(1.) Both Kondadu and Chitti Ayyababu were farmers. Inter-marriages were a rule among such families. Chitti Ayyababu married Kondadu's sister Atchamma. Kondadu married Chitti Ayyababu's daughter Narasamma. Kondadu begot two sons by Narasamma. They are, Padda Ayyababu and Chinna Ayyababu and one daughter Syamalamma. Chitti Ayyababu got a son by name Brahma Demudu. Brahma Demudu married Kondadu's daughter Syamalamma. Out of this marital alliance, Brahma Demudu got a daughter by name Gangamma who was married to Kondadu's first son, Pedda Ayyababu. Kondadu's second son alone married, Arjanamma, outside this closed circle of family relatives.
(2.) After his marriage, Kondadu moved into his father-in-law Chitti Ayyababu's family. Both families worked together, but do not seem to have added much to their wealth. A farmer's life was specially hard in those days.
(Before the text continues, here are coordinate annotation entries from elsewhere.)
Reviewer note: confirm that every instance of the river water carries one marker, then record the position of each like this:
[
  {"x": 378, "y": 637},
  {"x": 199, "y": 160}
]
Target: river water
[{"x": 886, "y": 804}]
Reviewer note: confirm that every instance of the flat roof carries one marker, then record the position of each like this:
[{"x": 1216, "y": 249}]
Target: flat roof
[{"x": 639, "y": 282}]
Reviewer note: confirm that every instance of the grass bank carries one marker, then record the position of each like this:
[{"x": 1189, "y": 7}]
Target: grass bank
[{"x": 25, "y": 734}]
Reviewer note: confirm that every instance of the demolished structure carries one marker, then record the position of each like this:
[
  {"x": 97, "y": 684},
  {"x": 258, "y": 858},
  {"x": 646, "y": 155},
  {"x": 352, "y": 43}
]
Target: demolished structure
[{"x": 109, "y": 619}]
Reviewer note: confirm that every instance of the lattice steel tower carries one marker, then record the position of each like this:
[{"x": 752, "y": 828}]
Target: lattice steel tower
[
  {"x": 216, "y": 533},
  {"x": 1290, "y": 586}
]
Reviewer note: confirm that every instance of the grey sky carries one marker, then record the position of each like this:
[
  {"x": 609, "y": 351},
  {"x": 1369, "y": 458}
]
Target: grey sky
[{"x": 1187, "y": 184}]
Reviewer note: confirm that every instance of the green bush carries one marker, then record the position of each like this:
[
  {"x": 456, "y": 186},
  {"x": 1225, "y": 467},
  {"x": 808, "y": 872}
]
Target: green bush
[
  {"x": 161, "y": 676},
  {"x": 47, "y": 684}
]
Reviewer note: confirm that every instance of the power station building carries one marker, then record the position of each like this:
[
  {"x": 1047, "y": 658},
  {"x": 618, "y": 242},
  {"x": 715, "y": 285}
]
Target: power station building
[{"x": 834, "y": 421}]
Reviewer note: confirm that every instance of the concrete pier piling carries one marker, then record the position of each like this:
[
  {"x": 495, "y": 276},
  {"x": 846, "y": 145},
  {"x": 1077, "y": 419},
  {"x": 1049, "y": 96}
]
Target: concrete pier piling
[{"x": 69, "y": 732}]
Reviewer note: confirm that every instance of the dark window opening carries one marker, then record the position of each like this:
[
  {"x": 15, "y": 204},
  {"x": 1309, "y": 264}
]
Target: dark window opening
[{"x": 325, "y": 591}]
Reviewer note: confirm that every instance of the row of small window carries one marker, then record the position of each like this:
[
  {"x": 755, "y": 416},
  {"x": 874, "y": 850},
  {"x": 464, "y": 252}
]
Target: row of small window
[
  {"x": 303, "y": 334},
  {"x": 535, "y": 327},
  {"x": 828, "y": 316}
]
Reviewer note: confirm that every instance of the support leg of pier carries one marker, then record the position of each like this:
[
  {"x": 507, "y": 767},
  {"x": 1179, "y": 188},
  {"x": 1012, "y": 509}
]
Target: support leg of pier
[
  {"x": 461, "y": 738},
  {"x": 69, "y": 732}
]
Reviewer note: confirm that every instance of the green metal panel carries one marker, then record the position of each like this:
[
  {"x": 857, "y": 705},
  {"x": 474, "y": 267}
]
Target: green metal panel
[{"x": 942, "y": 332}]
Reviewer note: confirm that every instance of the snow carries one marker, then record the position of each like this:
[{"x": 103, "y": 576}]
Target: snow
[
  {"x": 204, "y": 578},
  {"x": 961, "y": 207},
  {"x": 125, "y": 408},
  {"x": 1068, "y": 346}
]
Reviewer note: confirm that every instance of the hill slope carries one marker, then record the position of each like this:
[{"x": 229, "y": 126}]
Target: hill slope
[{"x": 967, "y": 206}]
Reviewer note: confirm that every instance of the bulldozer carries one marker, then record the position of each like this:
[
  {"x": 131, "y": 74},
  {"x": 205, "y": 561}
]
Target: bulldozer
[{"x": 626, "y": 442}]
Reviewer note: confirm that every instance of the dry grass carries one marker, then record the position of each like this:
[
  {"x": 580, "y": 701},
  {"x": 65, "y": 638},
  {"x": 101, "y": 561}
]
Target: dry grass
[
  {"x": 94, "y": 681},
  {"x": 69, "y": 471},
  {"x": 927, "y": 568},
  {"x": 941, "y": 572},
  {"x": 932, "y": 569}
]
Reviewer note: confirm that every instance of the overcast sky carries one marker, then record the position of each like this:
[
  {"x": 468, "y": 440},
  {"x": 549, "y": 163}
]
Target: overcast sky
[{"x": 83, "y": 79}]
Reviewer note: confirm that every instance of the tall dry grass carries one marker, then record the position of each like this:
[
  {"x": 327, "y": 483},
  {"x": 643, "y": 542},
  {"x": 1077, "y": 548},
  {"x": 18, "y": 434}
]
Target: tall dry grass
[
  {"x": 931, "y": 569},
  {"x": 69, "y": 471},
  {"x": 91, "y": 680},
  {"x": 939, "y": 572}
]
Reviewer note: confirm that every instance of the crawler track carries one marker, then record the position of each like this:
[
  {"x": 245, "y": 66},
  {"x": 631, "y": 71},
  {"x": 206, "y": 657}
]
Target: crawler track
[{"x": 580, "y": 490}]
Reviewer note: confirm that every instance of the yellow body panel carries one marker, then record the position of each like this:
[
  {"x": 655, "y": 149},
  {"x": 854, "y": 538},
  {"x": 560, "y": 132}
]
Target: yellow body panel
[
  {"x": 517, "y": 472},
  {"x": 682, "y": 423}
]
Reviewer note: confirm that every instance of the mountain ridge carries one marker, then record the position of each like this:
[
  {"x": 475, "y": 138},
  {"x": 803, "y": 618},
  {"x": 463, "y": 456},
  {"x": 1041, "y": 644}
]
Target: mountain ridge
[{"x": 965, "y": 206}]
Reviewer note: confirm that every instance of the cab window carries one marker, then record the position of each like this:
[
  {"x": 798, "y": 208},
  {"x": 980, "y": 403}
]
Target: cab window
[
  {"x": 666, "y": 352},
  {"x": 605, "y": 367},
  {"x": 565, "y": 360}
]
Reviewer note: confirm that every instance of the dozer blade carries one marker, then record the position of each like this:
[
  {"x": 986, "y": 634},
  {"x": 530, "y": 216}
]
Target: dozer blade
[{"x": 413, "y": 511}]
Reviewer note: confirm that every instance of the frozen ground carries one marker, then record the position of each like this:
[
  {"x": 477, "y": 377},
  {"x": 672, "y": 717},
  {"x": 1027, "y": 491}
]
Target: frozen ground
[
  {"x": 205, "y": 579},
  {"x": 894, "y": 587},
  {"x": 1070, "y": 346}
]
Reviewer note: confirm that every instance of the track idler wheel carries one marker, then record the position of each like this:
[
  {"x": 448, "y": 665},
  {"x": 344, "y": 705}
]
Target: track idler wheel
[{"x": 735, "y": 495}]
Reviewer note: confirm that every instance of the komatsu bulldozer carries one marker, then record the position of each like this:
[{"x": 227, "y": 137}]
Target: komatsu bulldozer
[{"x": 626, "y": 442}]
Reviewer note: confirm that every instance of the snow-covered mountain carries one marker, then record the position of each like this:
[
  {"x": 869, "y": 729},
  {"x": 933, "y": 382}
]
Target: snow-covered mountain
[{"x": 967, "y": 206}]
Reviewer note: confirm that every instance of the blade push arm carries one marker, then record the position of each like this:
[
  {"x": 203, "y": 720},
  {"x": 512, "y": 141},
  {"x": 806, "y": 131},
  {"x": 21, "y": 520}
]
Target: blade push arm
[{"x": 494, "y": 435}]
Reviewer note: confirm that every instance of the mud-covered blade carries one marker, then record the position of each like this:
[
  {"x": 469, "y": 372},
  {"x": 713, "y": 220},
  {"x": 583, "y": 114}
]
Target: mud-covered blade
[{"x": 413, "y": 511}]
So long Chitti Ayyababu was alive, he managed with the little extents of properties belonging to his family and that of Kondadu. After his death, Kondadu took over the management looked after his estate and that of his brother-in-law, Brahma Demudu. Tradition was still virile then that such management of agricultural properties belonging to close, but young relatives was undertaken as a sacred trust. During his management, Kondadu seemed to have added to the wealth of the family. After the death of Kondadu, Brahma Demudu took over the management. After the death of Brahma Demudu, the male line of Chitti Ayyababu came to an end and with the marriage of Pedda Ayyababu to Brahma Demudu's daughter, Gangamma, the family of Chitti Ayyababu almost merged into that of Kondadu. After the death of Brahma Demudu, who amongst Pedda Ayyababu and Chinna Ayyababu managed what properties, does not appear clearly in the evidence. But the long bond of mutual trust and affection and family devotion was snapped with the death of Chinna Ayyababu, the second son of Kondadu in the year 1963. Chinna Ayyababu's widow, Arjanamma together with her two sons and daughter, all three minors, sued her brother-in-law Pedda Ayyababu and his wife Gangamma and their three minor children. The suit was filed for partition of the plaint, A, B and C schedule properties into two equal shares and for possession of one such share and other incidental reliefs. The suit passed through the proverbial laws delays. The suit was pending for a long period of ten years on the file of the Principal Subordinate Judge, Visakhapatnam. During its pendency Arjanamma died and one of her daughters Verahalamma became a major. At long last the Subordinate Judge came to his judgment on 23rd April, 1977. On that day, the Subordinate Judge decreed the suit and directed the plaint schedule properties should be divided into two equal shares and that one such share should be given to the plaintiffs.
(3.) Against that decree, Pedda Ayyababu and his wife Gangamma and their minor children, filed the present appeal.